Старик был, видимо, из таких личностей, которые в минуты особенного настроения души готовы излить ее хоть незнакомцу. По природе ли, или исходивши жизнь под гнетом разных тяжких обстоятельств, или от старости, они склоняются к детству.
– Здесь, – отвечал он, поощряемый к откровенности светлым взглядом и добрым, приятным лицом своего спутника, – была раскрашенная английская гравюра-невеличка, но как много говорила она сердцу! На ней изображена была красивая молодая женщина. У полуобнаженной груди ее лежал младенец. Видно было, она только что откормила его. Ребенок засыпал и сквозь сладкий сон улыбался ангельской улыбкой. Если бы вы видели, как смотрела мать на свое дитя. Любовь и блаженство выражались в голубых глазах ее. Да, сударь, блаженство – это чувство от неба; счастье называю я наслаждением земным.
– Жаль, что я не видел этой картинки, – сказал молодой человек, вглядываясь в старика и занятый более его личностью, чем разговором о картинке.
– Очень жаль, вы потеряли несколько минут самого чистого душевного удовольствия. Однако же, когда я бывал здесь, она мало занимала смотревших на здешнюю выставку. Я был, по-видимому, один, кого она приковывала к себе.
– Ныне ведь нужны предметы более пикантные, раздражающие чувства.

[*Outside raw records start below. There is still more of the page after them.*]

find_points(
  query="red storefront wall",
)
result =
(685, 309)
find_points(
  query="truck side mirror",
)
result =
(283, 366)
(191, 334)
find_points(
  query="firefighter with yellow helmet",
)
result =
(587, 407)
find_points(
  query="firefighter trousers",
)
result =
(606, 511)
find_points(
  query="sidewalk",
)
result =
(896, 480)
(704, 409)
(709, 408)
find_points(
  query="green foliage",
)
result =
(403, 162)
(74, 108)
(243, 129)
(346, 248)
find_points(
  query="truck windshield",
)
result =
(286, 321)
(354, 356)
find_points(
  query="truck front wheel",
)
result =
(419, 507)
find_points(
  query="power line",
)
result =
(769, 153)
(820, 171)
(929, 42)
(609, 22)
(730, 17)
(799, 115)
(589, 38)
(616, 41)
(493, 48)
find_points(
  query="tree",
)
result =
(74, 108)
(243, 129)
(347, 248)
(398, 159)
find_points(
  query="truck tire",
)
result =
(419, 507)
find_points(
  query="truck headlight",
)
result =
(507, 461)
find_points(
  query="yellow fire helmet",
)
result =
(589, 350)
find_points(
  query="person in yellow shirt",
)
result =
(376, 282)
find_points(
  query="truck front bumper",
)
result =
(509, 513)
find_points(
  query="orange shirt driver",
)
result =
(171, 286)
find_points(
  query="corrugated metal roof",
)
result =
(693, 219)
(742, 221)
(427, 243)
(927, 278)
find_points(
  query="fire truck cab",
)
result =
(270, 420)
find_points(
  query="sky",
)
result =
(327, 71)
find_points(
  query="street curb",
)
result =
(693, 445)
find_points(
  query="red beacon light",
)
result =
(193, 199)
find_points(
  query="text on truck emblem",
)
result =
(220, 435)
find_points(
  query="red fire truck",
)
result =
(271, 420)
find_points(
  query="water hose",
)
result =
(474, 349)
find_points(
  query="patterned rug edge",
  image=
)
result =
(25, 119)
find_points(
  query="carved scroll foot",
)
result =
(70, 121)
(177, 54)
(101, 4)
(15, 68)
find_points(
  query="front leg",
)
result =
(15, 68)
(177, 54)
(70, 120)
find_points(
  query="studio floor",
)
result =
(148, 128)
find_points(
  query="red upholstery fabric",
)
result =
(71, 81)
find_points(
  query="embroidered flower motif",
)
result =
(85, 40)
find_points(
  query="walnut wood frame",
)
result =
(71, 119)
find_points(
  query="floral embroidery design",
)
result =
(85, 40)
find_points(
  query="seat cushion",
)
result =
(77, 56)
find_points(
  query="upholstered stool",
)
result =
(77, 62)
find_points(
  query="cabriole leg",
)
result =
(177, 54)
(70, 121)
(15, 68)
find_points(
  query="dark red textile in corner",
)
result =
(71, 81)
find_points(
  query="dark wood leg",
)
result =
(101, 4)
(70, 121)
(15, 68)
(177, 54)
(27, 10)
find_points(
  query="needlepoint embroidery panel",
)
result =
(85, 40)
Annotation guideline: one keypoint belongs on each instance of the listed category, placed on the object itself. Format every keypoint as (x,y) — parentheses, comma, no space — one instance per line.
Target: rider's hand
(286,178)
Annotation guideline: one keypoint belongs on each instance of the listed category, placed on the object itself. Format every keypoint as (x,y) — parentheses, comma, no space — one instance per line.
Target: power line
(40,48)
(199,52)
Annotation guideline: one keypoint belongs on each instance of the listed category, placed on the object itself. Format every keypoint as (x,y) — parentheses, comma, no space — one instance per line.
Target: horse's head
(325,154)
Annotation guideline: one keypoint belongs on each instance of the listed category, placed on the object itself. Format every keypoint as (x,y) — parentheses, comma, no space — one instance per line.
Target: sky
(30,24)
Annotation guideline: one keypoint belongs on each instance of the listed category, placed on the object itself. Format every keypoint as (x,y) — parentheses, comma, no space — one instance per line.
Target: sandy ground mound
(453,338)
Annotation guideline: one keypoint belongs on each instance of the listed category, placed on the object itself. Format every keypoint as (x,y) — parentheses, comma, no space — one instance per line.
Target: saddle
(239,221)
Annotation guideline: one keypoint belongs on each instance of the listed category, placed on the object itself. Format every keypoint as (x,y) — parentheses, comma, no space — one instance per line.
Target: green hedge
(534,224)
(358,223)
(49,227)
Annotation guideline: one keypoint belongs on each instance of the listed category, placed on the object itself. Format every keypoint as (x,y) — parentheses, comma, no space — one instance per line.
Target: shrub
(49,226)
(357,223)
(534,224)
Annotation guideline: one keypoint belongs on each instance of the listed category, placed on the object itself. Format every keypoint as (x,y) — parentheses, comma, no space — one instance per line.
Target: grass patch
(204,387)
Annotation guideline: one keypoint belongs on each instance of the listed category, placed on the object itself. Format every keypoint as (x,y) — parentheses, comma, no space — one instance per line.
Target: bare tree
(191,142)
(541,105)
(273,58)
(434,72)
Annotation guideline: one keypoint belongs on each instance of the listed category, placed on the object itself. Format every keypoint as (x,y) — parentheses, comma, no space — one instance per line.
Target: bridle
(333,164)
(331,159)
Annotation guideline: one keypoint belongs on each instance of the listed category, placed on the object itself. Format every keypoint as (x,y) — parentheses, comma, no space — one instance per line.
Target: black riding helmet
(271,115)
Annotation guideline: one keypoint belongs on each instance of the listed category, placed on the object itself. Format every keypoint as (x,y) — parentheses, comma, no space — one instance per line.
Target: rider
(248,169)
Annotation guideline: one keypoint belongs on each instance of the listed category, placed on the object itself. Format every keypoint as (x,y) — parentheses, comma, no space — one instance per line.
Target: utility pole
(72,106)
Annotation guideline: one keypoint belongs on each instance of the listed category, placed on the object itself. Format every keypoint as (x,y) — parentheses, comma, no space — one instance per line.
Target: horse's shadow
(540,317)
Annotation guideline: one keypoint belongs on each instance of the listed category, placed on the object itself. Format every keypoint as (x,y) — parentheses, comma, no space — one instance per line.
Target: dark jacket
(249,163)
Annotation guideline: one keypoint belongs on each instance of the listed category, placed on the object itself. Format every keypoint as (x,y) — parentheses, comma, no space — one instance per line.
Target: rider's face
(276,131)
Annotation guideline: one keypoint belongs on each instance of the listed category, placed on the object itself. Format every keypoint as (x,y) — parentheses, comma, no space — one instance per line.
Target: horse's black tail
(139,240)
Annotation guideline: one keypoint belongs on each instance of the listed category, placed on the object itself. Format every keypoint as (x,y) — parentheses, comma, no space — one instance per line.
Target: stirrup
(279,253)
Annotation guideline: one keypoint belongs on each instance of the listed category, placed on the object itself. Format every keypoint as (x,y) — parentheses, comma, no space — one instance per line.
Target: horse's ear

– Так, так. Вот, например, перед нами обнаженные, купающиеся женщины; их сторожит из-за засады деревьев воспламененный взгляд юноши, заметьте – юноши. Он, кажется, хотел бы превратиться в волну, которая скатывается по их прекрасным формам.
– У нас ныне, – заметил молодой человек, – не только юношей, но и детей нет.
– А вот эта, налево, ради возбуждения каких страстей? Бандиты со звериными лицами потрошат какого-то путешественника, под ним лужа крови. Далее убийца с топором в руке, с которого капает кровь его жертвы.
– Правда в искусстве – вот лозунг, который задали себе наши писатели и живописцы.
– Прекрасно, но они забывают, что их обязывает другая правда – художественная. Это напоминает мне Каратыгина в драме «Игрок». Он отвратительно намазывал себе руку красной краской, чтобы показать, что на ней кровь – следы совершенного им убийства. Между тем для возбуждения в зрителе чувства ужаса, и без видимых знаков довольно было одних слов артиста, что на руке его кровь. Впрочем, извините болтовню старика, вам незнакомого. Может статься, по-вашему, по-нынешнему, я ошибаюсь, и вам неприятно слушать то, что противно вашим взглядам.
– Напротив, – сказал молодой человек, – хоть ныне только те quasi-убеждения хороши, о которых кричат наши так называемые дети, я слушал вас с большим участием. К тому же, когда я всматривался в вас более и более, меня подмывало сделать вам один вопрос. Он не покажется вам странным, если вы узнаете причину его. Не вспомните ли вы меня? Мое имя Сурмин…
Старик стал пристально всматриваться в лицо своего импровизованного собеседника, бесцеремонно повернув его к свету обеими руками за плечи.
– Хоть убейте, – отвечал он, – ни вашего имени, ни вас не припомню.
– Не мудрено: вы видели меня только один раз. Я был тогда еще очень молодой человек, лет двадцати, только что выпорхнул из гнезда гвардейских юнкеров и оперился в мундире кавалергардского полка. С того времени прошло десять лет. Теперь, я сделался кампаньяром и, как видите, отпустил уже бородку. Служили вы в Приречье вторым лицом по губернской иерархии?
– Точно так.
– Вас зовут Михаил Аполлоныч Ранеев.